61. While water requirements often determine site selection, sanitation requirements often dictate site layout. High population density together with poor sanitation is a severe threat to health and safety of the refugees. This is often the case when sites have developed in an unplanned way. Minimal organization of basic sanitation should be introduced before reorganizing the site or transferring the refugees to a new site. This should include prohibiting uncontrolled defecation and the establishment of public latrines. Sufficient space must be left for replacement latrines. If communal latrines are unavoidable, there should be a plan for their maintenance and they should be accessible by road to facilitate this.
62. For all sites, new or reorganized, the goal should be one latrine per family. Only if the latrine remains under the control and maintenance of a family group is safety and hygiene assured in the long run. The ideal location of the family latrine is on the family plot, as far as possible from the shelter.
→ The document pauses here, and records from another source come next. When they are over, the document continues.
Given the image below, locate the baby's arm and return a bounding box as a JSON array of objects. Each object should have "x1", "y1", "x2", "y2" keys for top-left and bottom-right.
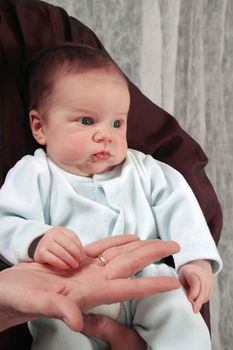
[
  {"x1": 179, "y1": 260, "x2": 214, "y2": 312},
  {"x1": 29, "y1": 227, "x2": 83, "y2": 270}
]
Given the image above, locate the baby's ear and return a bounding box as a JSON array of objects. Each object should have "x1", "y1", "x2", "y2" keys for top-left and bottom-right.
[{"x1": 29, "y1": 109, "x2": 46, "y2": 145}]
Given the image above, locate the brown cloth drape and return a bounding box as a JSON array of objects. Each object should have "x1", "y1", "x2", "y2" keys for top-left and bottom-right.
[{"x1": 0, "y1": 0, "x2": 222, "y2": 350}]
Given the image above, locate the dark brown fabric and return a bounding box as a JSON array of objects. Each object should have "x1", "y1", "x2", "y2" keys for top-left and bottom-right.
[{"x1": 0, "y1": 0, "x2": 222, "y2": 350}]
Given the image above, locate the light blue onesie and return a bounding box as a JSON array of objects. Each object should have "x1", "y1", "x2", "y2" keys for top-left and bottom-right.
[{"x1": 0, "y1": 149, "x2": 222, "y2": 350}]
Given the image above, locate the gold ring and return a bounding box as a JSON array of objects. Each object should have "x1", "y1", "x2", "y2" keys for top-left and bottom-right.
[{"x1": 98, "y1": 255, "x2": 108, "y2": 266}]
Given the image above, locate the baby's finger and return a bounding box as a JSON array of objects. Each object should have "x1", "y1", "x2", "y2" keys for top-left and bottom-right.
[
  {"x1": 36, "y1": 251, "x2": 70, "y2": 270},
  {"x1": 187, "y1": 274, "x2": 201, "y2": 302},
  {"x1": 54, "y1": 234, "x2": 82, "y2": 260},
  {"x1": 48, "y1": 242, "x2": 79, "y2": 268},
  {"x1": 192, "y1": 294, "x2": 204, "y2": 313}
]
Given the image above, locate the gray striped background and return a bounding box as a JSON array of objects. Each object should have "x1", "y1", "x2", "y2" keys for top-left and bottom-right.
[{"x1": 48, "y1": 0, "x2": 233, "y2": 350}]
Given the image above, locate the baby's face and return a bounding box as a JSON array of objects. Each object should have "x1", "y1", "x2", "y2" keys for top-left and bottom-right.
[{"x1": 32, "y1": 69, "x2": 130, "y2": 176}]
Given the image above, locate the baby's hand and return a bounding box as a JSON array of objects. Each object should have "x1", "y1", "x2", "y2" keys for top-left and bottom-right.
[
  {"x1": 33, "y1": 227, "x2": 83, "y2": 270},
  {"x1": 179, "y1": 260, "x2": 213, "y2": 312}
]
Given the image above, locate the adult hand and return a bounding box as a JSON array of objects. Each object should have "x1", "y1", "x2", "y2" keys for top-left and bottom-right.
[
  {"x1": 0, "y1": 235, "x2": 180, "y2": 331},
  {"x1": 82, "y1": 315, "x2": 147, "y2": 350}
]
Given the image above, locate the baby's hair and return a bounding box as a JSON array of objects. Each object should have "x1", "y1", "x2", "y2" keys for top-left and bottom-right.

63. Where possible, the maximum distance between any shelter and a water distribution point should be not more than 100 m, no more than a few minutes walk. The layout of the site should contain the water distribution grid as an integral part of the service plan and the pipes should be underground. Water pipes should be kept at a depth that traffic or other surface activities do not cause damage (40 to 60 cm). In countries with very low temperatures, the pipes must be positioned at frost free depth (60 to 90 cm). Experience shows that water distribution to small, socially cohesive groups of 80 to 100 persons reduces water wastage considerably and reduces destruction of taps, standposts and concrete aprons. The water distribution point is more likely to be kept well drained and hygienic and the waste water used to irrigate communal or individual vegetable gardens.
64. Effluent and used water from water supply points should be well drained and eventually absorbed in soakage pits or gardens.
65. A site should have access and internal roads and pathways connecting the various areas and facilities. Accessroads should be all-weather roads above flood levels and have adequate drainage. If there has to be a significant amount of vehicle traffic on the site, it should be separated from pedestrian traffic. All structures, including fences, should be set back some 5 to 7 m from roads to provide adequate visibility for pedestrians and vehicles.
66. As a rule of thumb a firebreak (area with no buildings) 30 m wide is recommended for approximately every 300 m of built-up area. In modular camps firebreaks should be situated between blocks. This area will be an ideal for growing vegetables or recreation. If space allows, the distance between individual buildings should be great enough to prevent collapsing, burning buildings from touching adjacent buildings. The distance between structures should therefore be a minimum of twice the overall height of any structure, if building materials are highly inflammable (straw, thatch, etc.) the distance should be increased to 3 to 4 times the overall height. The direction of any prevailing wind will also be an important consideration.
Administrative and Communal Services
67. Buildings for administrative and communal services should be traditional structures, if possible of a multipurpose design to facilitate alternative uses. For example, buildings for initial emergency services could later be used as schools or other community facilities. The following list includes administrative and communal services most often needed, the division is indicative only - the importance of maximum decentralization has already been stressed. Whether centralized or decentralized, administrative and other facilities should be located and designed so as they are accessible to women as well as men.
68. Services and facilities likely to be centralized are:
i. Site administrative office;
ii. Services coordination offices for health care, feeding programmes, water supply, education, etc.;
iii. Warehousing and storage;
iv. Initial registration/health screening area;
v. Tracing service;
vi. Therapeutic feeding centre (if required).
69. Services and facilities likely to be decentralized:
i. Bathing and washing areas;
ii. Supplementary feeding centres (if required);
iii. Education facilities;
iv. Institutional centres (e.g. for the disabled and unaccompanied children, if required);
v. Recreation areas;
vi. Commodity distribution centres.
70. The location of the centralized services will depend on the specific situation and in particular on the space available. Where sufficient space is available, there may be clear advantages in having the centralized services in the centre of the camp. Where space is scarce, it may be better to have the centralized services located near the entrance to the camp. In particular, this will avoid the trucks delivering supplies having to drive through a densely populated site, with the attendant problems of dust, noise and danger to pedestrians. If some form of closed camp is unavoidable, at least the centralized administrative services will probably have to be located near the entrance. The warehouses should always be near the administrative office for reasons of security.